L'ancien président tunisien Moncef Marzouki s'est attaqué encore une fois à l'Algérie l'accusant de s'être ingérée dans les affaires tunisiennes durant les événements dits du printemps arabe. Cette sortie a fait réagir le ministère des Affaires étrangères de la Tunisie qui a tenu à dénoncer les propos. Le mouvement Ennahdha, à travers son président Rached Ghannouchi, s'en est également démarqué.

« Les autorités algériennes ont combattu la révolution tunisienne et lui ont été hostiles pendant ses premières années. Ce qu’a enduré la révolution tunisienne de la part de l’Algérie n’est pas moindre que ce que lui ont fait subir les Émiratis, même si c’était d’une manière différente », a déclare Moncef Marzouki à la chaîne satellitaire Al Khaleej.

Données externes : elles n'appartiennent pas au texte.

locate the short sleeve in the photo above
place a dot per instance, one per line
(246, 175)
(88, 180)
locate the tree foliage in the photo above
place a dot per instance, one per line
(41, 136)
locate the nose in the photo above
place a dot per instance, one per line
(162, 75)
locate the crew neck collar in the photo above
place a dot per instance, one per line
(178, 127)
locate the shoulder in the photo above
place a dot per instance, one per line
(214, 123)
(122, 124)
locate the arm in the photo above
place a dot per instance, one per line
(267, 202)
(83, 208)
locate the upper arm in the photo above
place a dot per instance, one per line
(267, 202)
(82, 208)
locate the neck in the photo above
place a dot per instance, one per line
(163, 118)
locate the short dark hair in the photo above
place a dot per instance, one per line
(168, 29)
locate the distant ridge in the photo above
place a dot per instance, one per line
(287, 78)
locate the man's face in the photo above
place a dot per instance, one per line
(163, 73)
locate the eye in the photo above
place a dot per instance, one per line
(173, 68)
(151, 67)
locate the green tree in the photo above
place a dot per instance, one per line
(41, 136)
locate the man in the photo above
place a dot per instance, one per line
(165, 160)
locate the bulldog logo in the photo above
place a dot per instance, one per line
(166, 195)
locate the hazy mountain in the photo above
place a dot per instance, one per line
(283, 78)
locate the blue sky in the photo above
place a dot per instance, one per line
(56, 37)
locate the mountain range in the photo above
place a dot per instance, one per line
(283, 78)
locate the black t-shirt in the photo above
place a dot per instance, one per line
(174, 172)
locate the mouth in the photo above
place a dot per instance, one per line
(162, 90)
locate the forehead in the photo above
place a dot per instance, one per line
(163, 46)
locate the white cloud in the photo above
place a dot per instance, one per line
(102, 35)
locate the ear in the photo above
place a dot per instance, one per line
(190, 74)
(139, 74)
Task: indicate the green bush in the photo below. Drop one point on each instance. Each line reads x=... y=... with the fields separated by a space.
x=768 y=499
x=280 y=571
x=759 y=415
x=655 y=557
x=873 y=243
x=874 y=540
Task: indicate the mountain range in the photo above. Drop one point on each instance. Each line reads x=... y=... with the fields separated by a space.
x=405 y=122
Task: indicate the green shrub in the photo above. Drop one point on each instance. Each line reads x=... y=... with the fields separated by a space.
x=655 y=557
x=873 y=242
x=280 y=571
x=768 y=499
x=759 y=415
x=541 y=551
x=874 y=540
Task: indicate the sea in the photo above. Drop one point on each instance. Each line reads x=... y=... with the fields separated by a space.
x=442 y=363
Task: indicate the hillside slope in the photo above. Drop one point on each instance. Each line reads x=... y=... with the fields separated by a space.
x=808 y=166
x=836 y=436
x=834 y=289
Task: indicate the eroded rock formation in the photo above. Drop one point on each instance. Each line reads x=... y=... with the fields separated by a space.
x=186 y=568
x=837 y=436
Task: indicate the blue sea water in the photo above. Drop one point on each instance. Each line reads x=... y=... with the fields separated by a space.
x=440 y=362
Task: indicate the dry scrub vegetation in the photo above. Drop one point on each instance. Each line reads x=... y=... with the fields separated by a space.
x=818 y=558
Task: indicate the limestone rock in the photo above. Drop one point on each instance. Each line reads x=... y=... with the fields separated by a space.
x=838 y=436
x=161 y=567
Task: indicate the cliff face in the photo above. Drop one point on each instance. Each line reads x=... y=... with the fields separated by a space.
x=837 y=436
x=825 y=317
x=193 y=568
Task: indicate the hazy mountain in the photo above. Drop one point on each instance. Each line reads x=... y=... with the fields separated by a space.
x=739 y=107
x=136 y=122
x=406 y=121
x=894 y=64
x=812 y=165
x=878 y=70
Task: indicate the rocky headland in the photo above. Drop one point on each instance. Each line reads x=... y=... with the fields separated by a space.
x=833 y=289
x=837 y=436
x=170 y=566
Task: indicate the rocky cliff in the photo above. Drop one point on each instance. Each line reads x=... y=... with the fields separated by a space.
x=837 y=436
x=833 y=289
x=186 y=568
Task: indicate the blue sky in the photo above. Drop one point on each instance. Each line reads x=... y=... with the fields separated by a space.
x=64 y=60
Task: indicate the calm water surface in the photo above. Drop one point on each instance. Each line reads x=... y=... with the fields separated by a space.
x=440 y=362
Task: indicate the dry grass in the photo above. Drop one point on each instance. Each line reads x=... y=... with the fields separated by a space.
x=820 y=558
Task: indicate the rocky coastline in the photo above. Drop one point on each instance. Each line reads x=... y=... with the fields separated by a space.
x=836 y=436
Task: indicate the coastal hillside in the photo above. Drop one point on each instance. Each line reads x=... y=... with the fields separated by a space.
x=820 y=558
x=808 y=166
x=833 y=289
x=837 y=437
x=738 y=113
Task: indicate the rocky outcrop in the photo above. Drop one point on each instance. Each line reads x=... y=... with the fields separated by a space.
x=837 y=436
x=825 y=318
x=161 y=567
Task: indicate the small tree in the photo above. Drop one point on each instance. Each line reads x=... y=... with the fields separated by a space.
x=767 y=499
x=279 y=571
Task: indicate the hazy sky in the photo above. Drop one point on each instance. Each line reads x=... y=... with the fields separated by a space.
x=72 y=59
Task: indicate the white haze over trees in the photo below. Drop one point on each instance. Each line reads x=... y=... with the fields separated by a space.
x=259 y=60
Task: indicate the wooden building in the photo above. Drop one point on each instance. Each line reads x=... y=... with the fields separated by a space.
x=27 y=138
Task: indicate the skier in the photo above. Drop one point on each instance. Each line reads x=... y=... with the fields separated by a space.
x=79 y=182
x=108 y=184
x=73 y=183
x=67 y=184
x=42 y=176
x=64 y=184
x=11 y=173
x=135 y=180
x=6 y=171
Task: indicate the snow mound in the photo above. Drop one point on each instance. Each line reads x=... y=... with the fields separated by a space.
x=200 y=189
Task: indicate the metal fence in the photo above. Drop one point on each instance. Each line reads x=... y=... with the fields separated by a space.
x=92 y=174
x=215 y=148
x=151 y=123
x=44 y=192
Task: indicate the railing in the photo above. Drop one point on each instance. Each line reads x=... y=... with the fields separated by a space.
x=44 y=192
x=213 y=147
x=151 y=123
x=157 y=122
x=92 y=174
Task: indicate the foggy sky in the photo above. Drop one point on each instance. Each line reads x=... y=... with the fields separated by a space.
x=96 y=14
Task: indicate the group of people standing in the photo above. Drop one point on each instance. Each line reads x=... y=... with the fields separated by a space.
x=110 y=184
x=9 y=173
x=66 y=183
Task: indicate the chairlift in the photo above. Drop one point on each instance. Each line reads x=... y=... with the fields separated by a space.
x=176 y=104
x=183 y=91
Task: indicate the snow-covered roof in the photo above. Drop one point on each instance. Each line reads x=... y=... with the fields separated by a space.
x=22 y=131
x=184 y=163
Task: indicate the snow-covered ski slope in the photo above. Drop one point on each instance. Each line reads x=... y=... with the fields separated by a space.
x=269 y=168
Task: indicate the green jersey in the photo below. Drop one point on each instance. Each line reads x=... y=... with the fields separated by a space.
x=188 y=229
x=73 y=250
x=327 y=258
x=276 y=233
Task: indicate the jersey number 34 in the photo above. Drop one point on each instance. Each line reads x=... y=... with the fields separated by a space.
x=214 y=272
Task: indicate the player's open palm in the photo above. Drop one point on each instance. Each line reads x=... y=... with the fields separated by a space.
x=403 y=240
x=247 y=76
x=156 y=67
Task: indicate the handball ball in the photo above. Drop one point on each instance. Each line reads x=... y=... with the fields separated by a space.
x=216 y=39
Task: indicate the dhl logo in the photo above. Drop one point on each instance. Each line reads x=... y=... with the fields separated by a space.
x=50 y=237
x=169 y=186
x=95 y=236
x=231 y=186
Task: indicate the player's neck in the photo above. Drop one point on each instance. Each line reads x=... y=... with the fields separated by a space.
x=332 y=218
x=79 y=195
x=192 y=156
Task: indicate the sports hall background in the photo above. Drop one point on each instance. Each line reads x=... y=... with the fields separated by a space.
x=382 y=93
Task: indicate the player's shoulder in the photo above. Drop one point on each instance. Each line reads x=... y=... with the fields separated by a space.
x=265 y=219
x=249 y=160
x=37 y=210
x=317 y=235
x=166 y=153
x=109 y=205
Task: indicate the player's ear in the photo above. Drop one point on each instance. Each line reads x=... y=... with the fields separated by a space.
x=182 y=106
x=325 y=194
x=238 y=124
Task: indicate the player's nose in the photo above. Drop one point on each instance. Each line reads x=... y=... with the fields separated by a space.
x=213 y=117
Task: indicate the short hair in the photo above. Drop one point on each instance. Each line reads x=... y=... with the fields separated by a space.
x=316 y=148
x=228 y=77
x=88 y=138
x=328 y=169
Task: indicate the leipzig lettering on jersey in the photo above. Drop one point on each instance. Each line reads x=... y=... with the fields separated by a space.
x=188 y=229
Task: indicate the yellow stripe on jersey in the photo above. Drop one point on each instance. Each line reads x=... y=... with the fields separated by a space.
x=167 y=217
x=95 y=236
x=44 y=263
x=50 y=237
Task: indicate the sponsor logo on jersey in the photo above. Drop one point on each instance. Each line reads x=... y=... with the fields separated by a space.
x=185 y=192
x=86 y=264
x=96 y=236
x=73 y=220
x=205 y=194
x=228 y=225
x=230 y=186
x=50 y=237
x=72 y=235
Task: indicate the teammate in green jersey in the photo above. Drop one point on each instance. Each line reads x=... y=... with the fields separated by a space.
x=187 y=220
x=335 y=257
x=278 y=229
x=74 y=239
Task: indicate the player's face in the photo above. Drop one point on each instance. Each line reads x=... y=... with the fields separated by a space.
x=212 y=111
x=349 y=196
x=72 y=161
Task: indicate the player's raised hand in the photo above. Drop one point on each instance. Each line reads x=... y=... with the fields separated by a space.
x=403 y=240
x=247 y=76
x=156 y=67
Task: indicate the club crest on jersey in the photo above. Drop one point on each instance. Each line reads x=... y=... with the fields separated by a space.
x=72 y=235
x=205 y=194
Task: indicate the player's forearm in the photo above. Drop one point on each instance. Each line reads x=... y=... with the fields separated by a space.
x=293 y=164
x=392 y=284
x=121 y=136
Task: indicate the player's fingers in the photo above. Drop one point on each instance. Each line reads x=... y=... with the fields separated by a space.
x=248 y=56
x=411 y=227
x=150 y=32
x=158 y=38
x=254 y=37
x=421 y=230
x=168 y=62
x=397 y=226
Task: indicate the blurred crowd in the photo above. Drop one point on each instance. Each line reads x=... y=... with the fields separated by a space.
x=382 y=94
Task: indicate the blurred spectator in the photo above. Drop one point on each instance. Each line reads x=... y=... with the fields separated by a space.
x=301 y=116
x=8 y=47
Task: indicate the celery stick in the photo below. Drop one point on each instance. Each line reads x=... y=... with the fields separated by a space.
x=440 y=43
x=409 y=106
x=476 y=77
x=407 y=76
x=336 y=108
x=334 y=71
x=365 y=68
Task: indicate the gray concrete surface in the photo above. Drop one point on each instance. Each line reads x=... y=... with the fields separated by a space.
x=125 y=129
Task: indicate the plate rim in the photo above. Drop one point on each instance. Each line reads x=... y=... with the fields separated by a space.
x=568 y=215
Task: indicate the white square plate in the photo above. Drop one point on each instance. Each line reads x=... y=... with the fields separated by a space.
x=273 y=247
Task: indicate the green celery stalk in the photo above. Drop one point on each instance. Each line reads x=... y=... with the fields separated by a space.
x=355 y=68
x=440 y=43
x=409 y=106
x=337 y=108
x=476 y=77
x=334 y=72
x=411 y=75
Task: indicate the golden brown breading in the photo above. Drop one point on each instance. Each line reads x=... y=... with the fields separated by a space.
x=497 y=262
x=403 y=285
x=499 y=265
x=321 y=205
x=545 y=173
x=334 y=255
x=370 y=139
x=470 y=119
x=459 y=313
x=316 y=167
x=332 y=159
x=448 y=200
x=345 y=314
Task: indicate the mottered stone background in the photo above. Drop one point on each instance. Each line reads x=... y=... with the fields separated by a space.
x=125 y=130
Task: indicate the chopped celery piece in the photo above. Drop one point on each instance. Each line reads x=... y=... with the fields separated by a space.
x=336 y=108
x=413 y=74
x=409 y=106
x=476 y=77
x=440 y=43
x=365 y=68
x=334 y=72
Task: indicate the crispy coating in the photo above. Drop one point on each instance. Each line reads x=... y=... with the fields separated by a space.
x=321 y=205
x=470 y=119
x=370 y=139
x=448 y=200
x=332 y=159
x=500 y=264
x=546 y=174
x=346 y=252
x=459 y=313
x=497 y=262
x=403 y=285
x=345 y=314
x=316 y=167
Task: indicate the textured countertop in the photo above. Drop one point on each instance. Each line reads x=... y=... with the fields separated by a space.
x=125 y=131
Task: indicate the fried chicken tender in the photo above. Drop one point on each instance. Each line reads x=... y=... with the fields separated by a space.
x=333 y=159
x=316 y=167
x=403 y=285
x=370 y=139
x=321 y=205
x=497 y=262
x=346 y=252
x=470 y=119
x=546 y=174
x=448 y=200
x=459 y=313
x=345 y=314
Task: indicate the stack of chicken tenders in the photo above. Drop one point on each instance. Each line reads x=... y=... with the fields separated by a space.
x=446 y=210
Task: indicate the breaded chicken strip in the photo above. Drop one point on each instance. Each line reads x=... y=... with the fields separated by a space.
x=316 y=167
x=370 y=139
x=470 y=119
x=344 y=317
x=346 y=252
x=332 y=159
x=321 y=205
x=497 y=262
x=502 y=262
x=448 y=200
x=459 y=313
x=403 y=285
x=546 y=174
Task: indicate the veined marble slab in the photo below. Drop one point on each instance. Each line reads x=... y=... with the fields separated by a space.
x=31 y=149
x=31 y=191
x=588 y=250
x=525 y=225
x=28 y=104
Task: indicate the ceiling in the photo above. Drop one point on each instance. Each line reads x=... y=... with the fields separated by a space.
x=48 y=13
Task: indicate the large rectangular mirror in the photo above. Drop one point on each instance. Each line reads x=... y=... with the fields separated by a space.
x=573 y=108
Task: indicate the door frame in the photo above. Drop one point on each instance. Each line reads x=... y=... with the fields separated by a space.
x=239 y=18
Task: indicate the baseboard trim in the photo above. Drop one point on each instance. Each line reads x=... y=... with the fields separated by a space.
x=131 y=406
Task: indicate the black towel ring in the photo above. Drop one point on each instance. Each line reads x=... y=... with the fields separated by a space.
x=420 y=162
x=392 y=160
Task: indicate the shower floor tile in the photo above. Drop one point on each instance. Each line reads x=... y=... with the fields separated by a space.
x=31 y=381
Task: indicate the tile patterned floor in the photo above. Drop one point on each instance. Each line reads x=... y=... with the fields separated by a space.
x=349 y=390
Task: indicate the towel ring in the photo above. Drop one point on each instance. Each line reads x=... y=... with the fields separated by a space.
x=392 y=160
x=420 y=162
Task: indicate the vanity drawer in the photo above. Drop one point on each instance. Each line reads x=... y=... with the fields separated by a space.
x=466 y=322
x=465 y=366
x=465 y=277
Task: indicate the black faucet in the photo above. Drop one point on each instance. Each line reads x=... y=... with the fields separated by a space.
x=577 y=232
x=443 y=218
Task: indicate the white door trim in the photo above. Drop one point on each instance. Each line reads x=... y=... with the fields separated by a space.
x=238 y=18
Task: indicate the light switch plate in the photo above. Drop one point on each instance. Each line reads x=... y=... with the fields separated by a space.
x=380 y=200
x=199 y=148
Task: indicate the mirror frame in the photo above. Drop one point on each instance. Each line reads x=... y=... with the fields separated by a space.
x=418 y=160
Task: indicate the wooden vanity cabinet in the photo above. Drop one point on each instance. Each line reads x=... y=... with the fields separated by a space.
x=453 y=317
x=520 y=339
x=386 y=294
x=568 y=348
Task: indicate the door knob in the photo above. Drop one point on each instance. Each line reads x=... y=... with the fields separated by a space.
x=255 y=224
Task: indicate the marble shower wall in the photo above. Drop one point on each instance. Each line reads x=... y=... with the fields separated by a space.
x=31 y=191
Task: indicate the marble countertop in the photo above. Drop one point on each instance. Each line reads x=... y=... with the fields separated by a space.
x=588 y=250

Le président tunisien durant la période 2011- 2014 a ajouté qu'il avait rencontré son homologue algérien, Abdelaziz Bouteflika. "Je lui ai expliqué que la révolution tunisienne était une affaire interne" a-t-il souligné.

Cette sortie médiatique, qui a soulevé une vive polémique tant en Algérie qu'en Tunisie, n'est pas passée sous silence du côté du gouvernement tunisien. Ce dernier a, en effet, réagi à travers son ministère des Affaires étrangères qui a rendu public un communiqué mardi 2 février.

"Ces déclarations n'engagent que leurs auteurs"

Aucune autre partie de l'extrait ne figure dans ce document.